I’ve been making my own sausage for several years. And while you definitely need some special equipment, i.e. meat grinder and sausage stuffer, it’s a really fun and actually pretty easy process. The thought of store-bought sausage makes some people wince – what in the world do they put in that stuff?? Whether you make fresh or smoked, you can control ingredients, flavors and salt content by making your own. Below is a recipe for fresh chicken apple sausage, flavored with onions, garlic and allspice. I hope you love it!
CHICKEN APPLE SAUSAGE
- 3 1/2 Lbs. Boneless Skinless Chicken Thighs
- 2 Lbs. Boneless Skinless Chicken Breasts
- 2 Medium Honeycrisp Apples, Peeled
- 1/2 Large White Onion
- 1 1/2 Tbs. Butter
- 1 1/2 Tbs. Kosher Salt
- 1 1/4 Tsp. Black Pepper
- 1 Tsp. Garlic Powder
- 1 Tsp. Ground Allspice
- 1/2 Tsp. Ground Thyme
- About 9 feet of fresh hog casing
- Slice chicken into 1-inch strips. Place in freezer for 15 minutes while you prepare apples and onions.
- Using the largest holes on a box grater, grate peeled apples and onion. Sauté in a large frying pan with butter for 10-15 minutes. They should be soft and moisture should be evaporated. Allow to cool in bowl.
- Using a meat grinder, or grinder attachment on your mixer, grind semi-frozen chicken on the finest grind.
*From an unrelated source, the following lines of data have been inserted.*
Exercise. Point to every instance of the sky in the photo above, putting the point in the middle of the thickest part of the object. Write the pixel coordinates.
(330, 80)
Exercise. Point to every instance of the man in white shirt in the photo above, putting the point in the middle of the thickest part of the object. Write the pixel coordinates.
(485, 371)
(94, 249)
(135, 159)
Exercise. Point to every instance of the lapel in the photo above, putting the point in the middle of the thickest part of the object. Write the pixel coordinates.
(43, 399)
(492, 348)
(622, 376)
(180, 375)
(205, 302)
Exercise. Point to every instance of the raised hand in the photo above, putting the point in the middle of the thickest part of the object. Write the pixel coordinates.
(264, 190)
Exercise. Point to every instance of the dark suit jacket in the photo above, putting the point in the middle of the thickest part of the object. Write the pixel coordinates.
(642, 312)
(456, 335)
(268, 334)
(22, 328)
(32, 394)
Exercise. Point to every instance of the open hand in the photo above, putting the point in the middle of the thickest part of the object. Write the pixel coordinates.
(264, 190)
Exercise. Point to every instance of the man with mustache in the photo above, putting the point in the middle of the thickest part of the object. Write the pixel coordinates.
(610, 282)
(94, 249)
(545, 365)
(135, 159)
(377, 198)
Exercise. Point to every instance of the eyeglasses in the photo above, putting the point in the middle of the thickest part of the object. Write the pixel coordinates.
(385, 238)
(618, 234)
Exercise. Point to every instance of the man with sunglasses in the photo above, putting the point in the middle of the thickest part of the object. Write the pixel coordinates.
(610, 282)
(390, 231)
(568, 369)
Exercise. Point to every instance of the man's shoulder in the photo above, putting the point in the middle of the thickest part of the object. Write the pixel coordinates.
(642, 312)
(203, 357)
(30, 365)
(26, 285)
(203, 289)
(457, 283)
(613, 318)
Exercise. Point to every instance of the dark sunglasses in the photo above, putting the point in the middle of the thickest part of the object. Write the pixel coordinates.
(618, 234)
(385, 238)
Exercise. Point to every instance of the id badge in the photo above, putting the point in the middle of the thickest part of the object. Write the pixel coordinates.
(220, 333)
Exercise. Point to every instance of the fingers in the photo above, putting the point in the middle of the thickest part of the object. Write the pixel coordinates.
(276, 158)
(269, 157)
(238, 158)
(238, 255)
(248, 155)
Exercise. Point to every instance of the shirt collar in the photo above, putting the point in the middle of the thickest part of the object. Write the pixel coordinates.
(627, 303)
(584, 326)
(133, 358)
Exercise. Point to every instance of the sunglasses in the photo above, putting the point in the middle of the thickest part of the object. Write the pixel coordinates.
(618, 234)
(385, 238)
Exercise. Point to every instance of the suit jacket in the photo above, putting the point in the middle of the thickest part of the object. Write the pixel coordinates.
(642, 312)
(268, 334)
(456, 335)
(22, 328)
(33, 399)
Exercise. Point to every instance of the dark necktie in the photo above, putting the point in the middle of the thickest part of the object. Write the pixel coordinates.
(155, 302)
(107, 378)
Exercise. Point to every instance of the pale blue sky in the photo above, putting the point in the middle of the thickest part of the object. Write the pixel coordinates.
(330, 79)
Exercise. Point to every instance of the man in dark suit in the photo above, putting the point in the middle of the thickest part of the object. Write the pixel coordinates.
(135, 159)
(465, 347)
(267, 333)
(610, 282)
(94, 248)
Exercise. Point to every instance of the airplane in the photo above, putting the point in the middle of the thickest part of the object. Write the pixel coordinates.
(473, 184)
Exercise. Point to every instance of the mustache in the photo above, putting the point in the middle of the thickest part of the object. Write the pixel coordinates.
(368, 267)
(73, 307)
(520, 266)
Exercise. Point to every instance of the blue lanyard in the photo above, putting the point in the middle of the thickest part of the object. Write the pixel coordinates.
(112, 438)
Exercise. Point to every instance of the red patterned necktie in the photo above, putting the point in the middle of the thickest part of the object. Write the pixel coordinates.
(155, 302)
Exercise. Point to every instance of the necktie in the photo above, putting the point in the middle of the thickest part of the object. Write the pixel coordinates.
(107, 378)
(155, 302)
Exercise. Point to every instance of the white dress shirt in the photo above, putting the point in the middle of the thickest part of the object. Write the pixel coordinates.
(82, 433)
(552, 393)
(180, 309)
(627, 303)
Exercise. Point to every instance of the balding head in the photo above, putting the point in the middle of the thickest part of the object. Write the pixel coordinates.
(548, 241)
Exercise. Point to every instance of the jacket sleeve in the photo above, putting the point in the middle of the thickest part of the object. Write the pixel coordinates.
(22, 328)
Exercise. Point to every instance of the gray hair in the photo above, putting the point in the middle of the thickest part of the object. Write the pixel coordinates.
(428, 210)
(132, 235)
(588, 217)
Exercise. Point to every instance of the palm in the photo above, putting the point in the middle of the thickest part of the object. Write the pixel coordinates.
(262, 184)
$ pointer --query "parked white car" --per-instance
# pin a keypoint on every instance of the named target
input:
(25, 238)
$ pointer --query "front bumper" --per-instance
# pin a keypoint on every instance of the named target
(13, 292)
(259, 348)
Grind into a large mixing bowl so that you have room to mix in spices, etc.
- Add apple and onion mixture to ground chicken an mix with your hands to incorporate evenly.
- Sprinkle all seasonings evenly over mixture and then mix again with hands until combined.
- Place ground mixture into a sausage stuffer.
- Stuff into hog casings and link into 3-4 inch sections. Allow to dry on a cookie sheet for 15-20 minutes.
- You can now cook immediately on the grill or in a pan. However, the flavors will be better if the sausage rests for a day or longer. We freeze ours in a vacuum sealer.
The sweetness of the apples combined with the savory onions, garlic and thyme make for a delicious combination! You’ll find that this recipe has a lot less fat than store-bought sausage so be careful not to overcook and dry it out. If you have the time and tools, give it a try – I think you’ll find yourself making sausage more often than buying it. Either way, dig in!!